India's love affair with the Raita

With documented instances as early as the 19th century, the Indian Raita - a cooling yoghurt condiment with grated veggies and cumin has probably been around for much longer. Very similar to the Greek Tzatziki, the Indian Raita is served at restaurants, wedding parties and in humble households all over the country. The purpose of this throw-everything-in-the-bowl dish is quite simple. To have something cooling that aids digestion and combats the fieriness of the spices in the main Indian meal.


Growing up in Bombay, a hastily put together raita and a bowl of sliced onions and tomatoes were a constant at every single meal in my mum's kitchen. A task that was relegated to me from the age of 10.  The raita always had grated cucumber and coriander while the onion and tomatoes were always sliced and sprinkled with salt and pepper. These two sides added a fresh and crunchy element to the simple mains which were often just homecooked daal and seasonal vegetables cooked in spices.

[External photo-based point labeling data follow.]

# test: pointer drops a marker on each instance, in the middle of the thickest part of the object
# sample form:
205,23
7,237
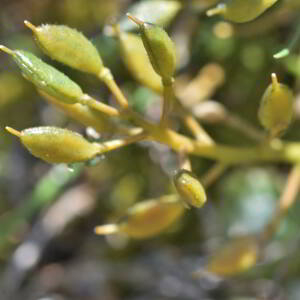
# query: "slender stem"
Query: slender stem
184,161
99,106
169,96
288,152
286,200
109,81
118,143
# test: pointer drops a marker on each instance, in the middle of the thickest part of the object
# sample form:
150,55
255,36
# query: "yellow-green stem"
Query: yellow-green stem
109,81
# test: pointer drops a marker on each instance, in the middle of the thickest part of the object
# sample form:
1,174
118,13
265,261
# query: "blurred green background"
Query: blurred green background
47,213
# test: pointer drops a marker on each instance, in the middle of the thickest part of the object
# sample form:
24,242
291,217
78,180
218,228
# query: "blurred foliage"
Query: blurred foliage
47,246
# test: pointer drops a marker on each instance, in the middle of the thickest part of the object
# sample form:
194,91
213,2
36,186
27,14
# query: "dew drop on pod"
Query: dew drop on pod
146,219
45,77
160,48
67,46
241,11
189,188
276,107
56,145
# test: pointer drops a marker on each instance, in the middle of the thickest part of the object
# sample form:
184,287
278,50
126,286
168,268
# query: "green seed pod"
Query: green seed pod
56,145
68,46
189,188
234,257
147,218
160,48
241,11
84,114
45,77
135,57
276,107
160,12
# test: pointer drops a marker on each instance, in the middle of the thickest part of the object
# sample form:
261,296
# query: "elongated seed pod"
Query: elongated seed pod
67,46
276,107
147,218
160,12
84,115
160,48
135,57
234,257
241,11
189,188
45,77
56,145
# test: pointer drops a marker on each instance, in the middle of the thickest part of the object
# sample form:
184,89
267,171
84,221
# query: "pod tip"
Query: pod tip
220,9
13,131
106,229
6,50
135,19
275,82
281,54
29,25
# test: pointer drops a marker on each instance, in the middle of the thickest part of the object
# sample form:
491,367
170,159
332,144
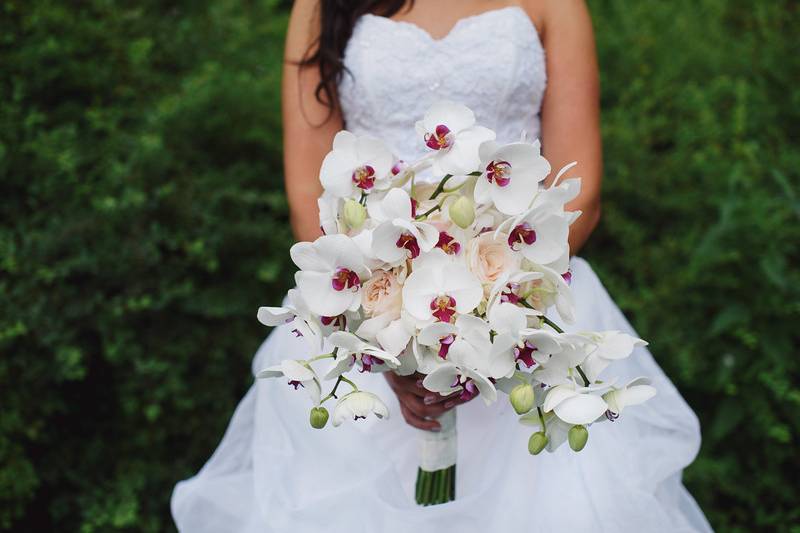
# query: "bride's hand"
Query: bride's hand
419,405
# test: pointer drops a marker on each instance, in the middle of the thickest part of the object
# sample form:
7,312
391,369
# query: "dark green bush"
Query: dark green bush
142,221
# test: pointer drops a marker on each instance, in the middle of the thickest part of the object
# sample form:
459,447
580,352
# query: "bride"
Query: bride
374,67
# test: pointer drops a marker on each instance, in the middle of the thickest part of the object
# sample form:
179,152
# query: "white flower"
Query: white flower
466,343
511,176
635,392
355,165
329,214
440,289
575,405
398,236
331,270
358,404
610,346
299,375
541,237
449,129
550,289
353,350
382,293
489,258
449,378
297,315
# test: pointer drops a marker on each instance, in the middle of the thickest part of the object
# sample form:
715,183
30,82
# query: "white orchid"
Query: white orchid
298,374
541,237
440,289
398,236
353,350
576,405
331,270
449,129
297,316
511,176
548,290
356,165
466,342
450,378
455,280
358,405
610,346
634,392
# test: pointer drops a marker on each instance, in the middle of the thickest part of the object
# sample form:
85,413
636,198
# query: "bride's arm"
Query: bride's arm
571,109
308,126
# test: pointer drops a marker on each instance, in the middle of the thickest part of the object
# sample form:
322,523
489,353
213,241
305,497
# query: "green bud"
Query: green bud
354,214
578,435
537,442
462,212
522,398
319,417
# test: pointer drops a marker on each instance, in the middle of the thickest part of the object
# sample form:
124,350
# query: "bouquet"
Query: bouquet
454,280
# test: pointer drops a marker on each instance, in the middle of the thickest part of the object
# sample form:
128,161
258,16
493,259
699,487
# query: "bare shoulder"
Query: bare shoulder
556,15
303,28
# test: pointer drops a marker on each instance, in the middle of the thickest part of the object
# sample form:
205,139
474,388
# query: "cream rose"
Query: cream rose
383,293
488,258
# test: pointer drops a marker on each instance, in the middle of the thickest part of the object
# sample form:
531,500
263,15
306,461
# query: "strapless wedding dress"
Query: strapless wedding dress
273,473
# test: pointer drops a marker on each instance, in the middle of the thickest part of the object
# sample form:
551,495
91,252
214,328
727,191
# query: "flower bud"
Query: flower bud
522,398
462,212
354,214
319,417
537,442
578,435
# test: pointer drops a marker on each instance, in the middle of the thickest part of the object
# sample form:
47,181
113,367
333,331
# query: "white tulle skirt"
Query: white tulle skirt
272,472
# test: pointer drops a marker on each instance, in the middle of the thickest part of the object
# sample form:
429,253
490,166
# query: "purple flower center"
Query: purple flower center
509,296
367,361
469,389
344,278
338,321
522,233
499,172
524,354
444,345
409,242
440,139
448,244
443,307
364,177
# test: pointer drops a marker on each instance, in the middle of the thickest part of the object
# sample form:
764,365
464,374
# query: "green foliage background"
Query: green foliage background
142,221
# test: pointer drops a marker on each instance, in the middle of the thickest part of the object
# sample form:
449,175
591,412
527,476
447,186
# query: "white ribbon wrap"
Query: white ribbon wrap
438,449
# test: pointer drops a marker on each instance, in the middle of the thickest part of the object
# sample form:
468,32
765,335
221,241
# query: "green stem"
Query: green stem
583,376
342,378
428,212
440,187
552,324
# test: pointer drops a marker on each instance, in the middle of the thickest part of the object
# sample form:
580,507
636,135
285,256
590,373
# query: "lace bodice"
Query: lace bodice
492,62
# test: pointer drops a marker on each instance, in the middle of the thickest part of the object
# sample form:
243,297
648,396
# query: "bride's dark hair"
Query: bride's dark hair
337,20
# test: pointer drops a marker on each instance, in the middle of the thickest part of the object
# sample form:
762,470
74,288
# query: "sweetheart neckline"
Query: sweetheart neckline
458,24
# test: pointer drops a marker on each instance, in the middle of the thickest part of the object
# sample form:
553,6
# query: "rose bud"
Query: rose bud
354,214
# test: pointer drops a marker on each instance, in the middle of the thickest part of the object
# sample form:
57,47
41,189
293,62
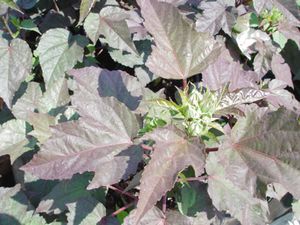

On some days mum would make banana raita (firm banana slices in salty yoghurt), a dish that I abhorred but which was quite popular all around. My favourite was pineapple raita. Maybe because that was usually served at restaurants and the whole eating experience was elevated due to either a special occasion or the company. But that was considered fancy and so I loved it even more.


And then there was Boondi Raita (crispy fried chickpea balls in yoghurt), Beetroot Raita (a beautiful pink concoction), Mint Raita (a vibrant green bowl of delicious yoghurt), Pomegranate Raita and Potato Raita. So you get it, there is a deep-seated love for the Raita in its many forms and if you make my recipe, you'll know why.



The Anatomy Of A Good Raita

I learned a thing or two from my years of making that cucumber raita and slicing the tomatoes and onion quite diligently.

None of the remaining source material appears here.